I know this will sound odd, FD, but this last year has taught me much... I have been through so many experiences; pain beyond my wildest nightmares... But the good news is that this adversity has build my character and strengthened the bond between me and my children... I hope now it can actually strengthen the bond between me and my soon2B ex... not as a husband and wife - no that relationship, well we sadly destroyed it a long time ago. But as loving parents and good friends.... The loving parents part, well we ARE BOTH - FINALLY headed in that direction.
Don't get me wrong - we BOTH ALWAYS loved the girls but our hatred, confusion, disappointment and self-loathing had distracted us from what was REALLY most important.... that which will bind us together FOREVER: our four precious and most beautiful girls.
It FINALLY dawned on me just YESTERDAY that my girls NEED to have a wonderful relationship with their dad... I NEVER did anything to stand in the way of this. But subconsciously I WAS making my girls feel BADLY for loving their father because he was so hell-bent on using them (also I believe, subconscious on his part) to hurt me.

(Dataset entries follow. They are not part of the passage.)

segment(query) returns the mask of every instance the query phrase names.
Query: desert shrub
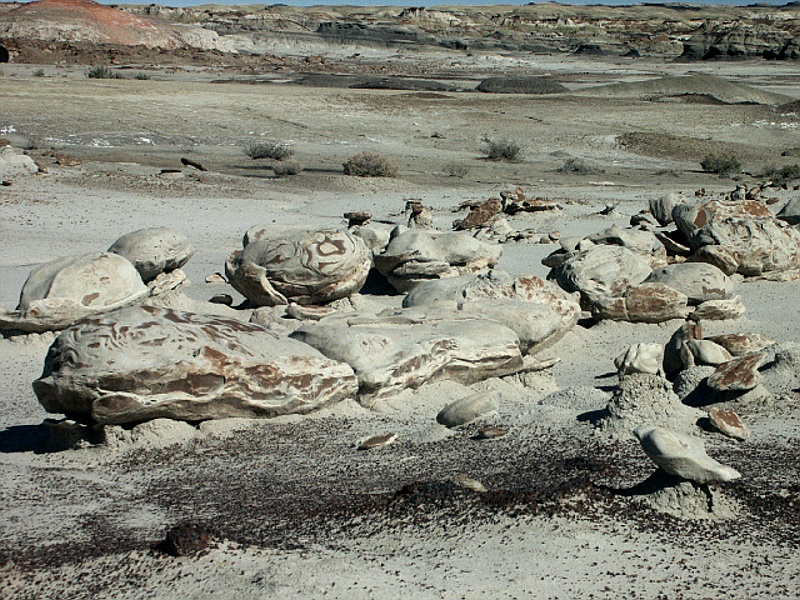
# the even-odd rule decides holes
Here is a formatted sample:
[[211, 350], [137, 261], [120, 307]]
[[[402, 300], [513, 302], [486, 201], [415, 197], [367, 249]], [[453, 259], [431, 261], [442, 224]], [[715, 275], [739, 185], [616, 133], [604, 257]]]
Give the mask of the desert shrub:
[[580, 158], [568, 158], [564, 161], [564, 164], [558, 168], [558, 172], [564, 174], [590, 175], [592, 169]]
[[303, 168], [296, 162], [280, 162], [274, 167], [275, 177], [289, 177], [297, 175]]
[[245, 147], [244, 153], [253, 160], [286, 160], [294, 156], [294, 150], [286, 142], [253, 142]]
[[36, 69], [33, 72], [34, 77], [44, 77], [44, 69]]
[[136, 75], [133, 76], [133, 78], [138, 81], [147, 81], [148, 79], [150, 79], [150, 75], [148, 75], [147, 73], [137, 73]]
[[771, 180], [774, 185], [783, 185], [800, 179], [800, 165], [786, 165], [780, 168], [775, 166], [767, 167], [761, 177]]
[[458, 179], [464, 179], [467, 173], [469, 173], [469, 167], [467, 165], [458, 165], [455, 163], [450, 163], [444, 166], [444, 174], [448, 177], [456, 177]]
[[706, 173], [715, 173], [720, 177], [728, 177], [742, 170], [742, 163], [733, 154], [708, 154], [700, 166]]
[[342, 164], [345, 175], [357, 177], [397, 177], [397, 165], [389, 158], [374, 152], [359, 152]]
[[122, 79], [122, 75], [108, 67], [92, 67], [86, 71], [89, 79]]
[[512, 140], [492, 140], [484, 138], [481, 151], [489, 160], [517, 162], [520, 159], [522, 147]]

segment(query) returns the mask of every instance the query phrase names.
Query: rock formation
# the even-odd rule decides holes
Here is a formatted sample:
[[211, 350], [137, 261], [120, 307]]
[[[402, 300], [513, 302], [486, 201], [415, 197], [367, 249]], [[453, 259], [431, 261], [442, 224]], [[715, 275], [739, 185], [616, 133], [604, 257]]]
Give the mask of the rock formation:
[[306, 413], [357, 388], [347, 365], [258, 325], [146, 306], [64, 331], [33, 383], [46, 410], [115, 424]]

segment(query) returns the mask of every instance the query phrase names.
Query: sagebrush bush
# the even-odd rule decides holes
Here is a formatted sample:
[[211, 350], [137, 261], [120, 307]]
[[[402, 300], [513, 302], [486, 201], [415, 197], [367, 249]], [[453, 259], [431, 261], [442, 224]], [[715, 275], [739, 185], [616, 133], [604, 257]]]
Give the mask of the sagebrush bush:
[[289, 177], [290, 175], [297, 175], [303, 170], [296, 162], [281, 162], [272, 168], [275, 171], [275, 177]]
[[568, 158], [564, 164], [558, 168], [559, 173], [576, 175], [590, 175], [592, 173], [591, 167], [583, 162], [580, 158]]
[[448, 177], [456, 177], [458, 179], [464, 179], [467, 173], [469, 173], [469, 167], [467, 165], [450, 163], [444, 166], [444, 174], [447, 175]]
[[357, 177], [397, 177], [397, 165], [389, 158], [374, 152], [359, 152], [342, 164], [345, 175]]
[[489, 160], [517, 162], [521, 157], [522, 147], [512, 140], [492, 140], [484, 138], [481, 151]]
[[86, 71], [89, 79], [122, 79], [122, 75], [108, 67], [92, 67]]
[[783, 167], [768, 167], [762, 175], [765, 179], [772, 180], [774, 185], [783, 185], [800, 179], [800, 165], [786, 165]]
[[286, 160], [294, 156], [294, 150], [286, 142], [252, 142], [245, 147], [244, 153], [253, 160]]
[[133, 76], [133, 78], [138, 81], [147, 81], [148, 79], [150, 79], [150, 75], [148, 75], [147, 73], [137, 73], [136, 75]]
[[742, 170], [742, 163], [733, 154], [709, 154], [700, 166], [706, 173], [714, 173], [720, 177], [735, 175]]

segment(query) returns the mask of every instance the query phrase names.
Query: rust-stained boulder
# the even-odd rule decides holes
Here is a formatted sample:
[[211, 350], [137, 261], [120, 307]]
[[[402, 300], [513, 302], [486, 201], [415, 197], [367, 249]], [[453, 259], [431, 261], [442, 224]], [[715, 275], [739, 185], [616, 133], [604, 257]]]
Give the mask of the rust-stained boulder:
[[750, 428], [732, 410], [715, 406], [708, 411], [708, 420], [714, 429], [728, 437], [741, 441], [750, 437]]
[[357, 388], [347, 365], [258, 325], [147, 306], [64, 331], [33, 383], [46, 410], [114, 424], [305, 413]]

I bought a candle yesterday for him. (It is mine, but it is symbolic.) I asked the girls who they thought it was for.... they thought of everybody under the sun EXCEPT their father. It is rectangular (like a brick) and sits in a frame... looks very much like a bed. It has TWO wicks. They understood IMMEDIATELY why I chose this candle for them. The two wicks symbolize the love of BOTH MY EX AND ME... and that we will be bound TOGETHER FOREVER BY THEM... (four cornered candle)... THE CHILDREN - THE FRUITS OF OUR LOVE - conceived of our marriage (hence, the marital bed). I glued four little butterflies to each corner of the frame (I bought the CD that has "Butterfly Kisses" for my ex for Father's Day one year... since then my girls have viewed their relationship w/my ex in this fashion.)
I told them, "See, just because Daddy and I won't be together as husband and wife any more (We will go to court next week, hopefully the divorce will be final then.) that DOESN'T mean that we don't BOTH LOVE YOU VERY MUCH!.... You guys will tie Daddy and me together - FOREVER!"
I can't tell you how happy this made them. They were so relieved. It was as if I "gave them permission" to love their father without feeling disloyal to me....
Why am I telling you this? Because FD, I have met you and I had felt such warmth and kindess from you - you are a GOOD MAN. I wish you happiness, strength and patience throughout the ENTIRE COURSE of your marriage....
Mine was over a long time ago, but it wasn't all bad. I was just hoping to impart a bit of my experience to you in the hopes that it would save you from some of the pain that I have felt.